Er wurde 1957 in Birmingham geboren und kann noch immer weder lesen noch schreiben, und doch hat er seine eigene Welt gefunden... eine klitzekleine sogar, das Nadelöhr. Ob dies biblische Hintergründe hat oder auch einfach ganz praktische? Da könnte man doch tatsächlich aus dem Nähkästchen plaudern oder darin gleich eine ganze Grossausstellung machen. Willards Skulpturen sind nämlich kleiner als 0,005 mm. Um nicht allzusehr zu zittern, arbeitet er zwischen den Herzschlägen, da der Puls in den Fingerkuppen ein Werk ruinieren könnte. Man müsse einfach (!!) das ganze Nervensystem kontrollieren können. Und nein, er freue sich nicht an der Arbeit - die brauche ihn ganz (painstaking hat kein deutsches Äquivalent) - sondern dann, wenn das Werk vollendet sei - und natürlich an der Freude des Publikums. Nach solchem Tun müsste man eigentlich fast den Psychologen aufsuchen, meint er lachend. Als er zum Beispiel "Alice im Wunderland" fertig hatte und ins Nadelöhr plazieren wollte, schaute er nochmals kurz durchs Mikroskop und.... Alice war verschwunden. Willard geht davon aus, dass er sie ganz einfach inhaliert hat. Das könnte einem mit Leonardos David eher nicht passieren.
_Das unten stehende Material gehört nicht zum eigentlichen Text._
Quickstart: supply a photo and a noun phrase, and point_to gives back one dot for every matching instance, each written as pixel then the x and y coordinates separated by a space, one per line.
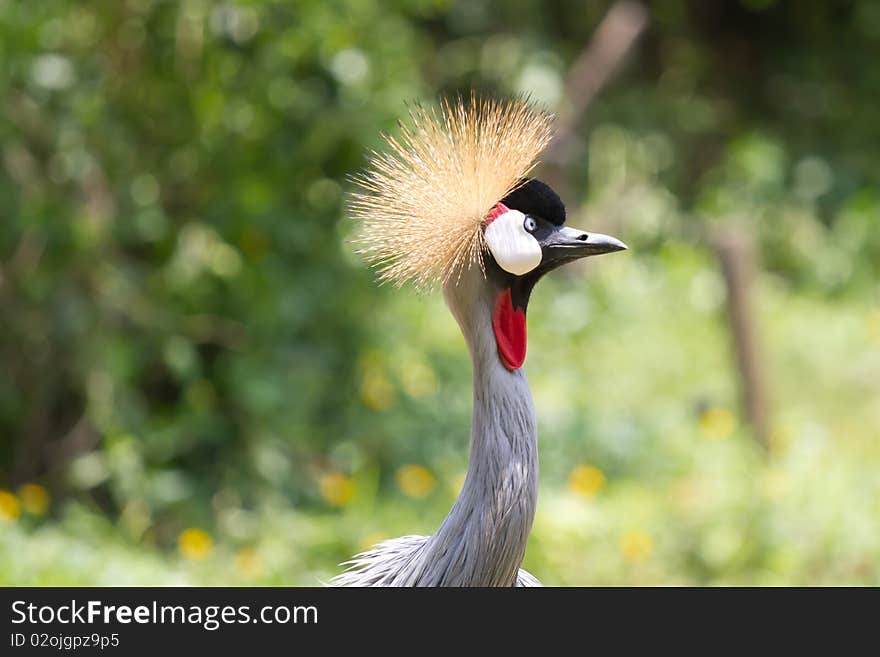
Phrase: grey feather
pixel 483 539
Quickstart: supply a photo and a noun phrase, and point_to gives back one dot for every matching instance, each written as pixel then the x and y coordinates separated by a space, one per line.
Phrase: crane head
pixel 526 238
pixel 451 194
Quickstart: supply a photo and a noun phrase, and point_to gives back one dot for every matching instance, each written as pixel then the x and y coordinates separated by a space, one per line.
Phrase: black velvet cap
pixel 536 198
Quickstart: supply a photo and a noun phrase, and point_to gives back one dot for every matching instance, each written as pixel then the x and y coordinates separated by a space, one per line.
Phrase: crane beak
pixel 566 244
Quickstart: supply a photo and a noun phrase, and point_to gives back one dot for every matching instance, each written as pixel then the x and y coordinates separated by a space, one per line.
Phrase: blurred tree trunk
pixel 735 248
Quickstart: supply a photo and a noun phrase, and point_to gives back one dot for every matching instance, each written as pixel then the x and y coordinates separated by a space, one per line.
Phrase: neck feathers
pixel 483 539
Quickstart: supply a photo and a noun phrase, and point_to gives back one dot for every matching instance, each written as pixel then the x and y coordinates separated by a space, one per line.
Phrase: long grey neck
pixel 483 539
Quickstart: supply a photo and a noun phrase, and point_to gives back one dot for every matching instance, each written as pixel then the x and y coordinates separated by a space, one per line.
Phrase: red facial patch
pixel 510 331
pixel 497 211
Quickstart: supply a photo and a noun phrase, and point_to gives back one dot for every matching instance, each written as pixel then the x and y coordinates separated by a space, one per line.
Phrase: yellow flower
pixel 636 545
pixel 195 543
pixel 717 423
pixel 34 499
pixel 10 509
pixel 248 563
pixel 336 488
pixel 415 480
pixel 586 480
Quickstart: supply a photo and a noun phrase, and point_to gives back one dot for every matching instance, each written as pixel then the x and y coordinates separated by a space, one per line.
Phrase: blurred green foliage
pixel 201 382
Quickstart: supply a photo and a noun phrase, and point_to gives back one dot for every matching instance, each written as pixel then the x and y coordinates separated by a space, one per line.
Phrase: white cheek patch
pixel 513 248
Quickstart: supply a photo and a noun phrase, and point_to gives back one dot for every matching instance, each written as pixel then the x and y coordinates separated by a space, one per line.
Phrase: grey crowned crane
pixel 450 204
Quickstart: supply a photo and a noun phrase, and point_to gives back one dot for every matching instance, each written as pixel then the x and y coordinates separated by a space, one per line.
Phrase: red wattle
pixel 510 331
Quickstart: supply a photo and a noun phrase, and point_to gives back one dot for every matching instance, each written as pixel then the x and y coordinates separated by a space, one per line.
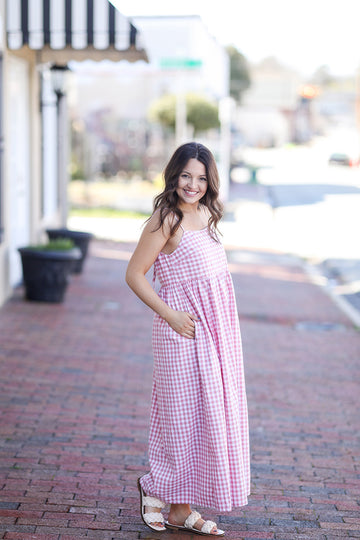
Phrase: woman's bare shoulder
pixel 165 224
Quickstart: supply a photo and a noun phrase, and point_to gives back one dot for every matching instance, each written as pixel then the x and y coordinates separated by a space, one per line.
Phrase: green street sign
pixel 180 63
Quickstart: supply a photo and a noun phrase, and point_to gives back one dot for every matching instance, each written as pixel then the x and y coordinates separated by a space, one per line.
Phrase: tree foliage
pixel 201 113
pixel 239 73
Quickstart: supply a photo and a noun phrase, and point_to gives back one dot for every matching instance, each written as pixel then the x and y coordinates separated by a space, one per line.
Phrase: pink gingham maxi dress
pixel 198 443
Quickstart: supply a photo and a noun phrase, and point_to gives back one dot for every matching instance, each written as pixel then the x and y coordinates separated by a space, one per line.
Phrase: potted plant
pixel 46 268
pixel 80 239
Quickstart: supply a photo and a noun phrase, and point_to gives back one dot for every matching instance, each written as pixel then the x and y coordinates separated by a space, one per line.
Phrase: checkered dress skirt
pixel 199 442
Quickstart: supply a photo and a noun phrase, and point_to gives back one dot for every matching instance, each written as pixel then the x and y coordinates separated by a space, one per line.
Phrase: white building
pixel 34 35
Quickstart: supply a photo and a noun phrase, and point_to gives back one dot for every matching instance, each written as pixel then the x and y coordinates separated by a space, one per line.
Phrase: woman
pixel 198 445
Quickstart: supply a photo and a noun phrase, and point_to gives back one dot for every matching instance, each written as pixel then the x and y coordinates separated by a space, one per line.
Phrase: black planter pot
pixel 46 273
pixel 80 239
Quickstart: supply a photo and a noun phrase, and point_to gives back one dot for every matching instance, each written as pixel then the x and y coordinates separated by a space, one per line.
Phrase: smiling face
pixel 192 183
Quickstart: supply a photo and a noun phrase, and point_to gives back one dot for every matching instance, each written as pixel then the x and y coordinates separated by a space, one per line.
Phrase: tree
pixel 239 73
pixel 201 113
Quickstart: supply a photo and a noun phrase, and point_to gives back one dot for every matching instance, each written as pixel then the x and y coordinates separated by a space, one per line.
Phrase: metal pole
pixel 62 157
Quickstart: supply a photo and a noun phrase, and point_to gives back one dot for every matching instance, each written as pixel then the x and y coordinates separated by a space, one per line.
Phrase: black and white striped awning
pixel 64 30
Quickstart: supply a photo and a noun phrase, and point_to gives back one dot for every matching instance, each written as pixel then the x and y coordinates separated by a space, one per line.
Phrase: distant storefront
pixel 34 36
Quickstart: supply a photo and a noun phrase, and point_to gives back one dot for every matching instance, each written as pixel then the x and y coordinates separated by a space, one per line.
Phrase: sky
pixel 303 34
Nun gäbe es verschiedene Wege, mit so etwas umzugehen. Fluchen, Schreien, Toben, oder... Willard fing einfach von vorne an. Er sei wohl der geduldigste Mensch auf Erden.

Der Künstler hat schon Ameisenhäuser fabriziert, oder ein Puppenhaus, das nicht grösser ist als eine menschliche Blutzelle. "Meine Lehrer bewirkten bei mir, dass ich mich klein fühlte, wie ein Nichts halt. So kam ich denn zum Schluss, dass Nichts nicht existiert." Man habe das Beste noch nicht gesehen von ihm, so etwas wie Charly Chaplin auf einer Augenwimper zum Beispiel.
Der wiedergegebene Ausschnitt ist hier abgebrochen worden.